MBA is pretty compelling mix of performance, size, cost, and battery life. Unlike any x86-64 laptop, you can pay $500 more or so and get double the memory bandwidth. Or another $500+ and double it again. Definitely makes the macs better any PC at some workloads. Sure some x86-64 with a nice discrete GPU is way faster ... when plugged in to wall power.
It has the worst LCD panel I've seen in many years. It's not the resolution just poor contrast and poor color accuracy. It pains me to see it.
They went on sale recently, I bought one, and shortly afterwards (a few months ago) they stopped selling them.
Non-sbc aarch64 devices with good upstream support are damn near non-existent. I understand the Linux user market is small, but it's baffling to me that companies can't invest a small amount in having coordinated upstreaming efforts.
That said, I'm so delighted with my G14 2022 experience that I might just buy the 2024 version of it's all AMD again. I have better hardware control in Linux than Windows, I can play Halo Infinite in Linux (praise be Proton) and Windows. But... I suspect I'm going to be able to do the same thing on a likely more-battery efficient and nicer hardware M2 MBA by the end of the year. Nice to have options.
Edit: it's really soulcrushing to think about. Sdm845 devices are insanely cheap and yet upstream support still barely limps along, mostly with volunteer/donated efforts.

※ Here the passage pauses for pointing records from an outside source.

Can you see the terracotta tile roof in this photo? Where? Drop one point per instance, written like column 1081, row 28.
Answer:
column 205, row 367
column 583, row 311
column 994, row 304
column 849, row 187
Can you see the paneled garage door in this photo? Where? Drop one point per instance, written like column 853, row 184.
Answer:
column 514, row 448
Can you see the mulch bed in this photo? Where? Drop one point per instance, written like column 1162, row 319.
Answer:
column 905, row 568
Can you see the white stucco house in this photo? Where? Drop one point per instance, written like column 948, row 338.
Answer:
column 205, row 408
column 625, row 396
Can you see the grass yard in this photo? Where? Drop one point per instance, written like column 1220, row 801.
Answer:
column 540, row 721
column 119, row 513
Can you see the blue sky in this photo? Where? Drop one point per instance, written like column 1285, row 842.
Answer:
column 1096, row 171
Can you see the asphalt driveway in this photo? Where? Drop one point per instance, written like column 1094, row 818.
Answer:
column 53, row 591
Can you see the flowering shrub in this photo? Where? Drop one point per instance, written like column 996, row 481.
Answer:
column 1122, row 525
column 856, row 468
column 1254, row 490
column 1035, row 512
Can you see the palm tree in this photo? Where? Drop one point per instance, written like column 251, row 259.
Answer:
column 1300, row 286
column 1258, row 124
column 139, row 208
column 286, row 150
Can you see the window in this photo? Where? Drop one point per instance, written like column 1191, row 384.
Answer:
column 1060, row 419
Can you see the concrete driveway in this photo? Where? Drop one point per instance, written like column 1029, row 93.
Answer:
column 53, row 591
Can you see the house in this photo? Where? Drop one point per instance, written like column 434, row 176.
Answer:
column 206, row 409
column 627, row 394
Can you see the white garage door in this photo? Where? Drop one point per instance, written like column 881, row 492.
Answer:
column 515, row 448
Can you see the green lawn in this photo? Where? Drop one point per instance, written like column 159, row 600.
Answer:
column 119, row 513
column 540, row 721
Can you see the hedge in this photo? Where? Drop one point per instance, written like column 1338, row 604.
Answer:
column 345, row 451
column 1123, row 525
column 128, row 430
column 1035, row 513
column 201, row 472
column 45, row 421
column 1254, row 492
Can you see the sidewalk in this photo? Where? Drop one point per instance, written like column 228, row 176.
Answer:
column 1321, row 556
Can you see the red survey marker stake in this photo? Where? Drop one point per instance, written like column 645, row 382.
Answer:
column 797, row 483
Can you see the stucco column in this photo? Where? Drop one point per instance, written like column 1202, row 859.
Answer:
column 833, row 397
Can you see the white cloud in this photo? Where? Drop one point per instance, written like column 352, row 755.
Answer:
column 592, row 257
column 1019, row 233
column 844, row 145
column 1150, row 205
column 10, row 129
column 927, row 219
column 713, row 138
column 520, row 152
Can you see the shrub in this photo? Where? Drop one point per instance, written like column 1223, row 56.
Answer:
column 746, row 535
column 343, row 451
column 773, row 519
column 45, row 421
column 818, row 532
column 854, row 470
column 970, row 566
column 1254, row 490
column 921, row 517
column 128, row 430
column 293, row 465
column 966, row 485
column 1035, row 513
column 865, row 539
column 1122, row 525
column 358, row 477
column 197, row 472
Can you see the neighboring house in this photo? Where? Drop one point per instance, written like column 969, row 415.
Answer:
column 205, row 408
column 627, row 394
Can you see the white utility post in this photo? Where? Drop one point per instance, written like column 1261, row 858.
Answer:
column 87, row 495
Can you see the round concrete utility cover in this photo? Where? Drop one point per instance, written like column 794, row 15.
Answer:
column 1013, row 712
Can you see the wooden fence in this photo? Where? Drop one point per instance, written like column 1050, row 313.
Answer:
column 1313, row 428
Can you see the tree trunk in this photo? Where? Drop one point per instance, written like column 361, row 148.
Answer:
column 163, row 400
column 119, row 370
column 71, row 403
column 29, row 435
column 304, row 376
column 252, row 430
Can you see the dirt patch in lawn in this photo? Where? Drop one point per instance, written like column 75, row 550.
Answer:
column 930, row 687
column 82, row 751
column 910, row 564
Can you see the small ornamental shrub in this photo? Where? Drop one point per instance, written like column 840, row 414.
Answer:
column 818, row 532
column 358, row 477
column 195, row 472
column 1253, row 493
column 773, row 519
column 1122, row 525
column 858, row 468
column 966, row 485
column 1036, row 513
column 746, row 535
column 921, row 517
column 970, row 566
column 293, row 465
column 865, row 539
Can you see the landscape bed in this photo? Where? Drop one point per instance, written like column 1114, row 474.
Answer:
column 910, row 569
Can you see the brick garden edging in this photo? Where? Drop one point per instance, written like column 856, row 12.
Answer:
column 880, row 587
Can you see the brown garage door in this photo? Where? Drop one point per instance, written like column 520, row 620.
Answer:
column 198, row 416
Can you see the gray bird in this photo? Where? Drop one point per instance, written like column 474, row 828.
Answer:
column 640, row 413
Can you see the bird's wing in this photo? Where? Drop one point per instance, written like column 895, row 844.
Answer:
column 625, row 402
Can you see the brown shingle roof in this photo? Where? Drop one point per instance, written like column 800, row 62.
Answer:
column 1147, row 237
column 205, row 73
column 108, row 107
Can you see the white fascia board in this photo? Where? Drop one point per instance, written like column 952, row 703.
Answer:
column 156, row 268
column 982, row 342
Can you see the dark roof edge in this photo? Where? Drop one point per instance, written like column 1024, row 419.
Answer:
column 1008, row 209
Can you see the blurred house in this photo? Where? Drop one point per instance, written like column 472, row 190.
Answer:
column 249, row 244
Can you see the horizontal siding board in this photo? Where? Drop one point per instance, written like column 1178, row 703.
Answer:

I know there are faster machines, but they’re usually hotter. There are cooler machines, but they’re usually not as fast. There are cheaper machines but the screens are worse. And there are long battery life machines but they’re usually low performance Chromebooks.
I don’t know of any other machine that made the trade-offs to end up offering a similar combination. At any price.
And I said nothing about noise or thinness.
Once you’ve used one, it’s a very seductive combination of features. I don’t want to go back to “6-8 hours of battery life is enough”, or hearing fans, or using my laptop as a hand-warmer in summer. And I don’t understand how 1080p is still so common.